Pattern Ia: 27% of healthy subjects and 14% of patients with low back pain

Pattern Ib: 5% of healthy subjects and 8% of patients with low back pain

Pattern II: 41% of healthy subjects and 30% of patients with low back pain (most prevalent pattern for healthy individuals)

Pattern III: 27% of healthy subjects and 48% of patients with low back pain (most prevalent pattern for patients with low back pain)

They also found that the total left hip rotation (medial + lateral hip rotation) and the total right hip rotation (medial + lateral hip rotation) was equal in 78% of patients with low back pain and 94% of healthy subjects.

This research article shows that there is a significantly greater proportion of individuals suffering from lower back pain with greater total lateral hip rotation when compared to medial hip rotation.  They also showed that healthy individuals had a greater prevalence of equal hip rotation ranges of motion than did individuals with low back pain.
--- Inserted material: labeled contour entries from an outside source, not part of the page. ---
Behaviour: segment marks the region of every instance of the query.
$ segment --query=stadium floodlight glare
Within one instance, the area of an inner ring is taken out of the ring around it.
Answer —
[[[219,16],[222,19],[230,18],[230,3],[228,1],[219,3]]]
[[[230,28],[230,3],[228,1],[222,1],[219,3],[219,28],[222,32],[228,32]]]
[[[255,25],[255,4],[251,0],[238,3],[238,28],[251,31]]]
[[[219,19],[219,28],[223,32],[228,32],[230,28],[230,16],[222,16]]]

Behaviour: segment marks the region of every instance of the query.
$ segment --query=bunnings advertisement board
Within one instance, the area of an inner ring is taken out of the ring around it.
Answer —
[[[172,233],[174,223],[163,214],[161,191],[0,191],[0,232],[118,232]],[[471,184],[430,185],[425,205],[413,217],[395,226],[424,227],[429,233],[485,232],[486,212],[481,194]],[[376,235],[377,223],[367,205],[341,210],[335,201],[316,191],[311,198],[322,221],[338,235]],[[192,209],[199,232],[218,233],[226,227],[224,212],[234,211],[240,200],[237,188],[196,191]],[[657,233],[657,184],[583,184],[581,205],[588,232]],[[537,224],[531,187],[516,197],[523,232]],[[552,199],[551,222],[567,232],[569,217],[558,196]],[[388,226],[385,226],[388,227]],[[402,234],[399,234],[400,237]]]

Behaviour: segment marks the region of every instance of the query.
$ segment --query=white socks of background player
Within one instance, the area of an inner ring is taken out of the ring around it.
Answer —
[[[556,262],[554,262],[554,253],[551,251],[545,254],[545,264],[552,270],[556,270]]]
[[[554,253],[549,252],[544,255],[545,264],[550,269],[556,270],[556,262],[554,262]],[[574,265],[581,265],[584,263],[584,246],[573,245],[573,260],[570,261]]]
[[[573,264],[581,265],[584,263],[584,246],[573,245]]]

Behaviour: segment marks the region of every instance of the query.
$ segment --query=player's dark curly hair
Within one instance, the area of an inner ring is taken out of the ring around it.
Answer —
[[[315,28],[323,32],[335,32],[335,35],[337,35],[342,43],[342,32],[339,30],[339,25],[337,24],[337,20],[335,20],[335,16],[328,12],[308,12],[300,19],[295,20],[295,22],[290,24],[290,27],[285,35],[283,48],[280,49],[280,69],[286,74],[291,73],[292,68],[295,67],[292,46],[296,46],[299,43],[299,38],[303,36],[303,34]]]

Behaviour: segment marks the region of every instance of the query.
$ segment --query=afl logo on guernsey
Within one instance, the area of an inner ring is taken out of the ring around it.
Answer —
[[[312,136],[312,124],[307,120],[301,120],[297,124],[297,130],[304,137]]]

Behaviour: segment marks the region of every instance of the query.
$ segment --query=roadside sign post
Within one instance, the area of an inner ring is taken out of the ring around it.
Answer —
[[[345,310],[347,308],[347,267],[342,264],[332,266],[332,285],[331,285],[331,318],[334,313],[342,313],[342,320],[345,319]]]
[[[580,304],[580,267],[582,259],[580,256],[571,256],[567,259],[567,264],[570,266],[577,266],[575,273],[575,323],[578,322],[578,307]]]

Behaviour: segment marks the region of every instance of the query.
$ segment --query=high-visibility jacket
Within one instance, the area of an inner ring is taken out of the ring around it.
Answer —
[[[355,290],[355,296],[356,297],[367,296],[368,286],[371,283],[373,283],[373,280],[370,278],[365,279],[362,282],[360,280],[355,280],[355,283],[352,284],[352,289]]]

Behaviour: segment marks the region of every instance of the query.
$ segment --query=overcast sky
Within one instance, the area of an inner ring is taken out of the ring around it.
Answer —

My recommendation for future research is to differentiate between low back pain diagnoses (e.g. stenosis, disc herniations, etc.), reduce the range for equal hip range of motion to <5 degrees which is the standard error for goniometric measuring, and to differentiate between female and male patients with and without low back pain (due to gender differences in normal hip ranges of motion).  The researchers had difficulty understanding if the abnormalities in hip rotation range of motion was due to low back pain or predisposes an individual to low back pain.